Hungarian business magazine

The Budapest Business Journal or BBJ is a biweekly business magazine published in Hungary. It is the largest, oldest and a leading publication in its category in the country.

==History and profile==
The BBJ was launched in November 1992 as a weekly. The magazine, based in Budapest, was converted into biweekly later. It was founded by a US-owned company headed by Stephen A. O'Connor, an American media entrepreneur. Mike Stone was also its founder.

The publisher is Absolut Media Kft. It was originally published by New World Publishing which also published the Warsaw Business Journal in Poland and the Prague Business Journal in Czechoslovakia (and later the Czech Republic) until January 2004.

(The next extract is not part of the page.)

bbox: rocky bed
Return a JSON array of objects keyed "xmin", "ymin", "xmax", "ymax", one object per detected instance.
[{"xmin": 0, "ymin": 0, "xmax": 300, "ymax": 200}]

As its title implies, the BBJ exclusively focuses on business news and related analysis, targeting business professionals. In addition, it provides detailed industry and company information. The magazine publishes rankings of Hungarian companies each year in a separate publication called The Book of Lists.

The BBJ was one of the independent publications and provided investigative reports in the late 1990s. In 2002, the BBJ had a circulation of 8,700 copies.

The BBJ has a website which is one of the leading business information websites in the country. As of 15 May 2013, the Alexa rank of the website was 858437.